Thursday, July 31, 2014

Egypt cuts subsidies, increases petrol prices by up to 78%


Egypt to increase petrol prices by up to 78% as government cuts subsidies 
Electricity prices set to double over five years in attempt to revive economy battered by political turmoil
Saturday July 5, 2014

Egypt will start raising petrol prices by up to 78% from midnight on Friday, an oil ministry source told Reuters, as it tries to cut energy subsidies to ease the burden on its swelling budget deficit.
"The increase will start being implemented by midnight," the source said.

Food and energy subsidies traditionally eat up a quarter of state spending and the government is taking steps to reform its subsidy programme and revive an economy that has been battered by more than three years of political turmoil.

The source said the price of 92-octane petrol would be 2.60 Egyptian pounds (21p) a litre, up 40% from its current price of 1.85 pounds, while 80-octane petrol would rise to 1.60 pounds a litre, up 78%

Diesel will rise to 1.80 pounds a litre, an increase of 63%, while the less commonly used natural gas for vehicles will rise by 175% to 1.10 pounds a cubic metre.

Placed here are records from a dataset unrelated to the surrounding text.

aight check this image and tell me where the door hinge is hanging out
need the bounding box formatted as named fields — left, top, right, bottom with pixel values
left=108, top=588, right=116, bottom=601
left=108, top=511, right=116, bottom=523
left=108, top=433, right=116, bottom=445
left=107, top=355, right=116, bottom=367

The newly elected president, Abdel Fatah al-Sisi, has already raised electricity prices in his efforts to reform energy subsidies, one of a range of politically sensitive subsidies that also cover transport, food and agriculture.

Electricity prices began to rise this month under a plan to eliminate power subsidies within five years, the electricity minister said on Thursday.

Electricity prices are set to double over five years, but the introduction of a more graduated pricing structure aims to reduce the burden on the poor in a country where one person in four lives on less than $2 a day.

State finances have been decimated by more than three years of political turmoil, but the government is trying to improve them without provoking a backlash from Egyptians, who have helped topple two presidents since 2011 but have yet to see an improvement in living standards.